Japan's Abe Throws Weight Behind Cameron in Brexit Debate

Japan's PM Abe Gives David Cameron Brexit Backing
  • Companies see U.K. as `gateway' to EU markets: prime minister
  • Leaving EU would make Britain less attractive to investors

Prime Minister Shinzo Abe weighed into the Brexit debate, saying the U.K. would be “less attractive” to Japanese investors if it leaves the European Union.

Japanese companies see Britain as a “gateway” to the 28-nation bloc, Abe told a press conference in London Thursday following talks with British Prime Minister David Cameron.

Cameron and Abe in London on May 5.
Cameron and Abe in London on May 5.
Photographer: Chris Ratcliffe/Bloomberg

Japan “very clearly” wants British people to vote to remain in the EU in the June 23 referendum, he said. “Japan attaches importance to our relationship with the U.K. as a gateway to the EU. A vote to leave would make the U.K. less attractive as a destination for Japanese investment.”

Abe made his comments as new figures underscored the impact the referendum, which Cameron called to placate Euro-skeptics in his Conservative Party, is having on businesses in Britain.
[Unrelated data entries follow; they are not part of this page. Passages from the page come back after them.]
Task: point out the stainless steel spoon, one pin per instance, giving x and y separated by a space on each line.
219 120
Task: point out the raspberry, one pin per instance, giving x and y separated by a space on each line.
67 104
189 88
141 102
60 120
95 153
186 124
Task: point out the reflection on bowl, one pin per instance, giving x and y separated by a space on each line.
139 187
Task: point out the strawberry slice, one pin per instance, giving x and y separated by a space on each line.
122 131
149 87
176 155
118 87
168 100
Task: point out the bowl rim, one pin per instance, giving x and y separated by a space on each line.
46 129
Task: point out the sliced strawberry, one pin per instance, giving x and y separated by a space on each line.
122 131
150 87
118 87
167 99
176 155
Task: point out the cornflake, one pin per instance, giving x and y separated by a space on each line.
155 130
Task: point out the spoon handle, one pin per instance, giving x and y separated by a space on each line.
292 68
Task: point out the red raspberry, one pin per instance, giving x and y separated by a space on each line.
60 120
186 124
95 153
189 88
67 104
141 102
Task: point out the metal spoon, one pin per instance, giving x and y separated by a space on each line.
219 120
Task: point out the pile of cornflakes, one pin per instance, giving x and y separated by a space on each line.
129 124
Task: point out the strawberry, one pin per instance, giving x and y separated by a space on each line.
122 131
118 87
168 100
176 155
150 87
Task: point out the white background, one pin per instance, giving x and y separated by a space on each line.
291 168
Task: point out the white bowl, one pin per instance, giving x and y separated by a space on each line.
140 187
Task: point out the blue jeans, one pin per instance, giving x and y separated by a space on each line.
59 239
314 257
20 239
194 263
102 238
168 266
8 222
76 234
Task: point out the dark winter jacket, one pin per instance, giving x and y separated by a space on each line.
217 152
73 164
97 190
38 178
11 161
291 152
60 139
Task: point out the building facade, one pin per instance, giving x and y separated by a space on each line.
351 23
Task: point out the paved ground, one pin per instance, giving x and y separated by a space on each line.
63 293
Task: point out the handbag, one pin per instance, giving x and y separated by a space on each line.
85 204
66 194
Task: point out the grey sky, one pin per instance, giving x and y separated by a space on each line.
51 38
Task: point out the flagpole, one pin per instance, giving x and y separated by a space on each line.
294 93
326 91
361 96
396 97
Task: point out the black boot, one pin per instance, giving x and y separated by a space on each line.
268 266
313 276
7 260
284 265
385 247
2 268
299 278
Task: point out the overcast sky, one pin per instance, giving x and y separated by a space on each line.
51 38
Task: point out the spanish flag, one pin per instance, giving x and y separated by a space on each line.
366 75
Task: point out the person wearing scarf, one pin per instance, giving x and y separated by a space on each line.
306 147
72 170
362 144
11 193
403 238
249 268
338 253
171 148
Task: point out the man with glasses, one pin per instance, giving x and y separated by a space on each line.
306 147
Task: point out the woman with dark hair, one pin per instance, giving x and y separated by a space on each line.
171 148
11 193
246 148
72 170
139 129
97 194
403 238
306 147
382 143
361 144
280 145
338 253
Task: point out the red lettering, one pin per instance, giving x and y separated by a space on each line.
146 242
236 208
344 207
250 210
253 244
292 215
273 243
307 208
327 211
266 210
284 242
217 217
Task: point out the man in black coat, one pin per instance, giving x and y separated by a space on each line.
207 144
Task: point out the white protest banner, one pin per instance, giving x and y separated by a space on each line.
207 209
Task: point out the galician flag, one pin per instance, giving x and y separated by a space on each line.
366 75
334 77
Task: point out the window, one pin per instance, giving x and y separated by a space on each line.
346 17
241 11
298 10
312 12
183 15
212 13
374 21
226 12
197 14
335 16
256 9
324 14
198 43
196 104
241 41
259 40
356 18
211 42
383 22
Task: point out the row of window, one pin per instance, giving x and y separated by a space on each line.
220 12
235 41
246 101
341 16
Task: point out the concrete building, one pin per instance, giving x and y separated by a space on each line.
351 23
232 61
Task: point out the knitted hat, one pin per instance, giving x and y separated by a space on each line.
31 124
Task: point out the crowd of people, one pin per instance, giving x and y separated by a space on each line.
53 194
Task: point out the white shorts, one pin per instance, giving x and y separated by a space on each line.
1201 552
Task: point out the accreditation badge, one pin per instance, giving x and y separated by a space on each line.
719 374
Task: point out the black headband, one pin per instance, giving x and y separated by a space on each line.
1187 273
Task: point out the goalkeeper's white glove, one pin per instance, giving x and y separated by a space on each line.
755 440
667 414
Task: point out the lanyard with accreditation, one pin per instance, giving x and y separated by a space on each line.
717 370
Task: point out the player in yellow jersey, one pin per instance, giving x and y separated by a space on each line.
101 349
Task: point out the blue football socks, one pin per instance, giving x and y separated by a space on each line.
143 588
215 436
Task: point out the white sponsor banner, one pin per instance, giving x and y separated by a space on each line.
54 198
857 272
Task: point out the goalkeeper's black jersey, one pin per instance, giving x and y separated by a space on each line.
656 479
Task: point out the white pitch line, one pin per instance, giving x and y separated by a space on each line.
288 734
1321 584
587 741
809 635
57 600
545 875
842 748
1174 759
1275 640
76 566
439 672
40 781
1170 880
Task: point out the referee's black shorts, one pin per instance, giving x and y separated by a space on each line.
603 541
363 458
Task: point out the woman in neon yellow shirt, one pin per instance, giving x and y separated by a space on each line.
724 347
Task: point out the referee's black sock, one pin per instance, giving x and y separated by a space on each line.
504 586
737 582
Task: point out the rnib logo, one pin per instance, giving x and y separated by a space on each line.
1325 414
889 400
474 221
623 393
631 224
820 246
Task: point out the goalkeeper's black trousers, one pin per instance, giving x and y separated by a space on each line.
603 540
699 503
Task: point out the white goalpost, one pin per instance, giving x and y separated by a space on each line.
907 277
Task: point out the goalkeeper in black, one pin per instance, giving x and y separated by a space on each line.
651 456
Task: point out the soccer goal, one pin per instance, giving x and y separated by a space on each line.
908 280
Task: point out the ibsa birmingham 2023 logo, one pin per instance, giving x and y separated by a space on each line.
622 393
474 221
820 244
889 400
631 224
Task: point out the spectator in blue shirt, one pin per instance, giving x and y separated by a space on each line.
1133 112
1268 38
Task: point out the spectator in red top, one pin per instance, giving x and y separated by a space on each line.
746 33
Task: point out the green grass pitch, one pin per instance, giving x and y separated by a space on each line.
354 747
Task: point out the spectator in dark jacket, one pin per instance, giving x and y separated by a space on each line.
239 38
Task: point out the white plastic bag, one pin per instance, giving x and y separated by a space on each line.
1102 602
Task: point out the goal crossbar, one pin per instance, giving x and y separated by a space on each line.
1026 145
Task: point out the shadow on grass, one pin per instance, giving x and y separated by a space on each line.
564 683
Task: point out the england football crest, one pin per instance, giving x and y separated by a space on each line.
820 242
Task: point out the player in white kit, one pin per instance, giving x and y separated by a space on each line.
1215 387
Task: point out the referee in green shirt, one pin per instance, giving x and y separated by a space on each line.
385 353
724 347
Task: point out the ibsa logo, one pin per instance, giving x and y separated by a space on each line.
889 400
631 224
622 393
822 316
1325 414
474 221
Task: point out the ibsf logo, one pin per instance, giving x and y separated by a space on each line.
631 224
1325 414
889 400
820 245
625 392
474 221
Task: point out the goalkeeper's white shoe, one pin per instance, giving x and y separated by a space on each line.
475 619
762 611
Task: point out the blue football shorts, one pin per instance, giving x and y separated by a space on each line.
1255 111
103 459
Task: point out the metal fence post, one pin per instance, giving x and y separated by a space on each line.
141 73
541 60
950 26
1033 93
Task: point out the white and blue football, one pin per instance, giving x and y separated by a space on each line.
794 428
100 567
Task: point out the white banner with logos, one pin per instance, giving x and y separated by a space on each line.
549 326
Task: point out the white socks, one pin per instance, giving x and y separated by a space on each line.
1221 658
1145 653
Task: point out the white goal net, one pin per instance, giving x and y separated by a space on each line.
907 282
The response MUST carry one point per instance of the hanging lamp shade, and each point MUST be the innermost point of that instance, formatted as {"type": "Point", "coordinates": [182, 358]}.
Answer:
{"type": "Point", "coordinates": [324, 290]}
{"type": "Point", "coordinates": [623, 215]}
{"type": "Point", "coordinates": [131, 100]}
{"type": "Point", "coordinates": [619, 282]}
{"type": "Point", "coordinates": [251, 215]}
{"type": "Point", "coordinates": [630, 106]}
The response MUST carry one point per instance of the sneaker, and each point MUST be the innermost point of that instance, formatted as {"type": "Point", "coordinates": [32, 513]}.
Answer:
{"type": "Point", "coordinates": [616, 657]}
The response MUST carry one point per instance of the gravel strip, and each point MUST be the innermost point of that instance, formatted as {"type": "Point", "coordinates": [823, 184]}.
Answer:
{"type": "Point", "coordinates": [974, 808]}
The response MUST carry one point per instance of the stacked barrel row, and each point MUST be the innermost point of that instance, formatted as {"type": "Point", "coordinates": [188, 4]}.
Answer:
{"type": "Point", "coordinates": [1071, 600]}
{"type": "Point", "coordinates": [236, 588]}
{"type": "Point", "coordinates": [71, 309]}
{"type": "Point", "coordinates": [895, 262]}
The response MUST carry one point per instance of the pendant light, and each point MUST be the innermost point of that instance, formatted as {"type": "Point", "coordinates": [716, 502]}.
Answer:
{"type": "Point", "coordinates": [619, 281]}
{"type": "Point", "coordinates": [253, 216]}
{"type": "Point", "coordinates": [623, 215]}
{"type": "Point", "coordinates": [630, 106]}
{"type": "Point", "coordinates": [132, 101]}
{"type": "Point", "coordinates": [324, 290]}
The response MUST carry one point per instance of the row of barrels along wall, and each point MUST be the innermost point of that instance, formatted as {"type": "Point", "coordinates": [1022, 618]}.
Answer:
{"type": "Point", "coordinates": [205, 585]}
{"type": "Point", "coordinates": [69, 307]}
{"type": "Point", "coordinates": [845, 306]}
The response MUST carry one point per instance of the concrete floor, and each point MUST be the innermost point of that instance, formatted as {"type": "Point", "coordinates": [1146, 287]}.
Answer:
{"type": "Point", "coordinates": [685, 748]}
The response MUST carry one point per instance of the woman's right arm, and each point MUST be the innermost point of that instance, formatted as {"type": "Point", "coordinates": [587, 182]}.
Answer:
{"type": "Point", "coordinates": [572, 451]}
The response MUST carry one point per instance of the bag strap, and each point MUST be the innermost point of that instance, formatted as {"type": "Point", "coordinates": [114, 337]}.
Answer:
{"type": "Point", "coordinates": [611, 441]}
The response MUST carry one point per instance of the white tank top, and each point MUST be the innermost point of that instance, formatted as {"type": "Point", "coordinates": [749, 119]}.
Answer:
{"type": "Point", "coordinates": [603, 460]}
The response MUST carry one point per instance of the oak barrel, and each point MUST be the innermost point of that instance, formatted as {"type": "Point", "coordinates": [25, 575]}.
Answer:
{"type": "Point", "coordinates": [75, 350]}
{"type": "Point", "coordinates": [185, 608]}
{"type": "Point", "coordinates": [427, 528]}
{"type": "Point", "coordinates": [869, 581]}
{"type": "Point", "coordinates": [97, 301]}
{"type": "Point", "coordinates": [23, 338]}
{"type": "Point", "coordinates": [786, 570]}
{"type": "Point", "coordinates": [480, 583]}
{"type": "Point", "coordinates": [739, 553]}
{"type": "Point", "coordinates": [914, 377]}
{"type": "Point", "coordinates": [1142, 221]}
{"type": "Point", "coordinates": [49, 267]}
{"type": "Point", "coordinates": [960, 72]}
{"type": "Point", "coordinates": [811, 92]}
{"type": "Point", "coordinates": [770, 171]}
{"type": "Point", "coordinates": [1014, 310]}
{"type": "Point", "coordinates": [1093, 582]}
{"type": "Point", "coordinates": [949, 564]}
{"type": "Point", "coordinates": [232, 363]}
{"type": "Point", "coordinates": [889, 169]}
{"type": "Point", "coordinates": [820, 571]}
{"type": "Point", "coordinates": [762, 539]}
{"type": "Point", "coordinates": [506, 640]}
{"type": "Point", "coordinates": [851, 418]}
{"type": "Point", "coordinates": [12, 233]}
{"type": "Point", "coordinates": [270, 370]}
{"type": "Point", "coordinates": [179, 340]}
Markit Economics said the economy is “near stalling” after its factory, construction and services indexes all fell more than forecast last month.

Abe is the latest world leader to back Cameron’s campaign to keep Britain in the EU, with U.S. President Barack Obama and New Zealand Prime Minister John Key among those voicing support in recent weeks. In evidence to lawmakers on Wednesday, Cameron argued that no country friendly to the U.K. is recommending a so-called Brexit.

Japan’s Priority

Obama’s intervention in particular was singled out by the “Remain” camp as an indication of the difficulties Britain may face if it leaves the EU. The U.S. president said during a three-day visit last month that the U.K. would go to the “back of the queue” when it comes to negotiating a U.S. trade deal. Abe echoed this sentiment, saying Japan’s priority would be negotiating a trade deal with the EU.

Brexit campaigners said Abe was asking Britons to retain a loss of sovereignty that Japan itself wouldn’t accept.

“Much of the public will be skeptical of the Japanese prime minister’s ‘do as I say, not as we do attitude,”’ Matthew Elliott, who heads the Vote Leave group, said in a statement. “Japanese bosses argued that we would be diminished if we didn’t join the euro, so similar warnings about the referendum further lack credibility.”

More than 1,300 Japanese companies have a presence in the U.K., employing more than 140,000 people, Cameron told reporters. Britain benefits more from Japanese investment than any other country apart from the U.S. By the end of 2014, Japan had investments in the U.K. valued at 38 billion pounds ($55 billion).

While “this is a matter to be decided by the British people,” Abe said, “Japan’s interests are also at stake.”